During my 18 years in the trenches hauling weight, I've come to understand that in order to build boulder shoulders I have to constantly experiment with new angles, loading schemes, and workouts. That's why you could probably find more shoulder workouts by me on Bodybuilding.com than pretty much any other body part, including Plates of Pain, Shoulder Annihilation, and my recent shoulder workout with IFBB Figure Pro Leah Dolan.
Why so much variation? I've suffered two separated AC joints and rotator cuff tears, which means my shoulders can be more vulnerable than most if I use too much weight, too frequently. The two exercises I've plucked from my repertoire for you are perfect for fast-paced, high-volume shoulder workouts which require less weight because they deliver annihilation through repetition.
Incline Machine Unilateral Standing Press
I'm not talking about the shoulder machine press. Nope, you'll be using a Hammer Strength incline chest-press machine.
With a relatively light weight on the arm of the machine, I press above my head with my hand positioned on the bar the weight plate sits on. The motion is almost like an "up and out" angle, making it perfect for adding a new source of stimulus for my deltoids.
This angle replicates a seated dumbbell press, but with some extra benefits:
- Each shoulder gets more specific attention, leaving no place for weakness on either side.
- The angle I'm able to press from brings in more medial deltoid fibers, along with anterior deltoid fibers.
- My body is doing double the number of sets I'd have to do for a bilateral press, making me more conditioned.

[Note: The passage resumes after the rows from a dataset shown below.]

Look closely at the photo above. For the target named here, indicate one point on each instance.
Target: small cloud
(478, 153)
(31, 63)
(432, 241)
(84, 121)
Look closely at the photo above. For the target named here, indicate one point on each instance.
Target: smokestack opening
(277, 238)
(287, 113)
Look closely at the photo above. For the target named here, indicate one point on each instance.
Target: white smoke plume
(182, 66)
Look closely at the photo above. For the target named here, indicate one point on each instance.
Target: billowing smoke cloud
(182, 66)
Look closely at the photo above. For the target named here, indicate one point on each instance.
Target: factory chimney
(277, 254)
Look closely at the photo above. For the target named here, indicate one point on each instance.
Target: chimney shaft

- Standing up and pressing from a unique angle makes my core work harder as it stabilizes the weight.
- Finally, as failure sets, this variation makes it easy to squeeze in a few partial reps just to completely finish my shoulders off.
Before you criticize me for making up exercises needlessly, take a second look at that list. That's a serious payoff.
Press Using Side of Smith Machine
This is one you can see me doing in the 8-Week Hardcore Trainer, which contains plenty of unique machine moves. Yes, it looks strange, but hitting my front deltoids got a lot easier when I discovered this exercise.
Standing at one side of the Smith Machine, place both hands on the end of the bar. Then, perform a narrow-grip overhead press. As the bar is slightly away from my body, compared to a dumbbell press, the tension falls directly on my anterior deltoids, making it about as isolated a shoulder press as you could hope to find.
Due to the length of the bar on the Smith Machine and the angle I'm pressing from, there is a natural imbalance in weight distribution across the bar which only compounds the impact of this exercise on my deltoids.
One rule I always apply with this exercise is to avoid "lockout" at the top of each rep. Doing this helps me blast my deltoids with more intensity because there is no let up, where locking out on every rep would give them a moment of reprieve from the pain.
Application and context is always essential with exercise selection. Both of these unusual exercises are best performed within a high-volume workout where the emphasis is on repetition rather than extreme weight. Neither exercise lends itself particularly well to training in the 6-10 rep range, so I don't go there and I don't recommend you do, either.
Supersets, dropsets, and even giant sets are all ideal choices to go along with these moves. Make them burn!